Both women joined WCJ around three years ago. Schneider Smith works as a pastor and Burroff-Smith as a social worker. Both praise WCJ for its diversity and its drive to do right for the rest of Salisbury and Rowan County. Being aware of what other people experience makes fighting for all people’s rights that much easier.

“Several years ago, when I heard Black moms and dads have to have a talk with their children, sons about being pulled over by the police, I never heard that, I never worried about it. I always presumed all police were safe,” Schneider Smith said.

WCJ members say communication is important, so local governments need to keep people informed of what is happening at a policy level. To its credit, Salisbury has been taking a stand to be the model for how to adapt to a more proactive way of thinking.

“I think Salisbury has shown more intention of being more diverse with their city council. As far as trying to get more people to vote, targeting certain areas, and being more intentional about county and city workers,” Burroff-Smith said.

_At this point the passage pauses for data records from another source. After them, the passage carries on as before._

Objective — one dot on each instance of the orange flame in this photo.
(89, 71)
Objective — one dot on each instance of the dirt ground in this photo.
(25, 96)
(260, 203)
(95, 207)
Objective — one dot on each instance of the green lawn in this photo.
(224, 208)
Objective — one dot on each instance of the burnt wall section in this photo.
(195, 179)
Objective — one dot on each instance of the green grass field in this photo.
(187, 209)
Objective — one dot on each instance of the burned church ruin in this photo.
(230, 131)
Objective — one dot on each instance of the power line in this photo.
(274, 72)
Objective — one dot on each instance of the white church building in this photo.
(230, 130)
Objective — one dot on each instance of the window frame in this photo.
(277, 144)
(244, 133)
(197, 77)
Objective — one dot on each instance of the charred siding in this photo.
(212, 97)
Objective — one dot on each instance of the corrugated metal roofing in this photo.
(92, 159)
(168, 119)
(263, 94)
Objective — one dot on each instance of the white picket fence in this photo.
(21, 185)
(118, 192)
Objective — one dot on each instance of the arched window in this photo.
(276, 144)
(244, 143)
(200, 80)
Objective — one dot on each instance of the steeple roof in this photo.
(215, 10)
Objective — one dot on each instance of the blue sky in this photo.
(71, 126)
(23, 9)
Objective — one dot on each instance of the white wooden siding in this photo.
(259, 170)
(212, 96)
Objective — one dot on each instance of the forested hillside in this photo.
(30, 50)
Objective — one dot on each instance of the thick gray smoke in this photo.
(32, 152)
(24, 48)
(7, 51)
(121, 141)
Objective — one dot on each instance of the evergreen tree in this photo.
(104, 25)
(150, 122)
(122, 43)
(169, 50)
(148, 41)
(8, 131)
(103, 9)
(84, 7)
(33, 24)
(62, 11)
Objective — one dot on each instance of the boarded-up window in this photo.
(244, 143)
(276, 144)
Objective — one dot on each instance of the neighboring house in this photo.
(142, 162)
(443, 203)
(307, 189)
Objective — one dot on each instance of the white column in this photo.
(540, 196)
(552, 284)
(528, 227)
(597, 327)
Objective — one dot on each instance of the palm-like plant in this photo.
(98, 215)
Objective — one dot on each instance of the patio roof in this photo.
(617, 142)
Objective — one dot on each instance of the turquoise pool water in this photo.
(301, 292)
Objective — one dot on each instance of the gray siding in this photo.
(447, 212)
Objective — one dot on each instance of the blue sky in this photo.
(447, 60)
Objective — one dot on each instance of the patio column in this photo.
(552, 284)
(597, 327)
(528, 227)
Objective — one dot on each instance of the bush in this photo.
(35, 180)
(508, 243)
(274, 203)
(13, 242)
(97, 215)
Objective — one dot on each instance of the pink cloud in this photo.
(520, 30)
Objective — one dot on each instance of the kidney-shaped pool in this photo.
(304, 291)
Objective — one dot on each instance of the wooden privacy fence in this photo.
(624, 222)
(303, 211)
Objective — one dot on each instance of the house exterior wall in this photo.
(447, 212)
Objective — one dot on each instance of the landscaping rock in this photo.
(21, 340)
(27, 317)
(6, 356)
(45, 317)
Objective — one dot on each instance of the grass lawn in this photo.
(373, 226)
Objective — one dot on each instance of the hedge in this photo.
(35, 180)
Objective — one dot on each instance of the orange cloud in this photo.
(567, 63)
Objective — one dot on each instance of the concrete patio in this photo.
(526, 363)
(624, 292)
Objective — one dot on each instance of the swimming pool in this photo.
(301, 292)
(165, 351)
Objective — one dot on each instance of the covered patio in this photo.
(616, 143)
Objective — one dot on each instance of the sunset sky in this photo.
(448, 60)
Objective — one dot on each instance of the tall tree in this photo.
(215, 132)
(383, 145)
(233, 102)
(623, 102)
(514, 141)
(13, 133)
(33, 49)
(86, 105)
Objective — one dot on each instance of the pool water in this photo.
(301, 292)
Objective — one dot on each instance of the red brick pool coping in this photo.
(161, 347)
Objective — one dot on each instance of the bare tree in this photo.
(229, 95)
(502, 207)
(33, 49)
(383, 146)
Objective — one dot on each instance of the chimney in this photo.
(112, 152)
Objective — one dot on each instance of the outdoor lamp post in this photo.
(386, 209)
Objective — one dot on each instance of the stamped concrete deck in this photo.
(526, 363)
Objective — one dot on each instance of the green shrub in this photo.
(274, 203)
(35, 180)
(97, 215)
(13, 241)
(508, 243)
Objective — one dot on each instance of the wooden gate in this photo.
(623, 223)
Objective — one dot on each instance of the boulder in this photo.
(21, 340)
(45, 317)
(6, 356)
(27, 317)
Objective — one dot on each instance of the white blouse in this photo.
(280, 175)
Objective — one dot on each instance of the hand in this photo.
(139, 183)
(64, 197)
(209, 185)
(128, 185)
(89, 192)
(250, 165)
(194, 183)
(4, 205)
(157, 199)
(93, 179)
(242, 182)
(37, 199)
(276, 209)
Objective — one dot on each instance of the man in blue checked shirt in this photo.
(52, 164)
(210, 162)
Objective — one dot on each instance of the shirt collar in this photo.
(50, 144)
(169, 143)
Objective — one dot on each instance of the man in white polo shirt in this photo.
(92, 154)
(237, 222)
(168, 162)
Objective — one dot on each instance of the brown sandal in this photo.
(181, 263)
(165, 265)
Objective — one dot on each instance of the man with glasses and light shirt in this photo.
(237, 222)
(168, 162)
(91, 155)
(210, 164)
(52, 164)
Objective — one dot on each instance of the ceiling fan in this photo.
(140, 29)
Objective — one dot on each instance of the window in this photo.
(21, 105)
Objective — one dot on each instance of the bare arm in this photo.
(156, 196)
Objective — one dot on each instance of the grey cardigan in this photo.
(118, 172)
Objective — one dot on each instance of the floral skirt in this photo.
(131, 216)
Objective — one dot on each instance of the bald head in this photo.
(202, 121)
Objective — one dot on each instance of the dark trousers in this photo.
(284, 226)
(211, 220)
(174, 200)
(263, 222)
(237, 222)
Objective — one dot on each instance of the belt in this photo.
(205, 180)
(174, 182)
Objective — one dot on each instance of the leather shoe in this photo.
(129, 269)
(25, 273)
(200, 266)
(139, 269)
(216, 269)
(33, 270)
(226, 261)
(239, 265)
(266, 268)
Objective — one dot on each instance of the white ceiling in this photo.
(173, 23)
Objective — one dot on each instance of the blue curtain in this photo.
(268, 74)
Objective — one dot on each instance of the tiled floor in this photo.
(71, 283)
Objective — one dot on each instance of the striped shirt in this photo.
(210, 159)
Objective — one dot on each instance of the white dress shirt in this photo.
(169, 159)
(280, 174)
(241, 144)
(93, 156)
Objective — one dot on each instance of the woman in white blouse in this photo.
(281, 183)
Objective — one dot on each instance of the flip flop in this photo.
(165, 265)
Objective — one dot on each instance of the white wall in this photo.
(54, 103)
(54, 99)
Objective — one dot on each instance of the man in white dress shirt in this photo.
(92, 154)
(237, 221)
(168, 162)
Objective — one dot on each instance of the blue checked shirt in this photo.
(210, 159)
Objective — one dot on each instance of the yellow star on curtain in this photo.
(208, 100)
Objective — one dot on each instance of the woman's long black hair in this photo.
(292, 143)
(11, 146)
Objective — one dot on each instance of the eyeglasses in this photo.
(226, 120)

WCJ members are planning events to get their message across. On Thursday night, they will take part in a community forum hosted by the Salisbury-Rowan NAACP at Gethsemane Missionary Baptist Church. On March 15, they will have a demonstration at the Rowan County Administrative Offices.

Burroff-Smith has two biracial children and she hopes that the work she does now helps them flourish as they get older.

“Everyday I fight for them. That’s one of the reasons why I’m very passionate about Women for Community Justice and making a difference,” she said.

WCJ members are prepared to take their time to combat the problems that surface across the country. Burroff-Smith said once she found a group of people who shared her values and her desire for a greater future for all, everything began to fall in place for her.

“I finally found my people, people that want to make a difference and better the lives of others,” she said.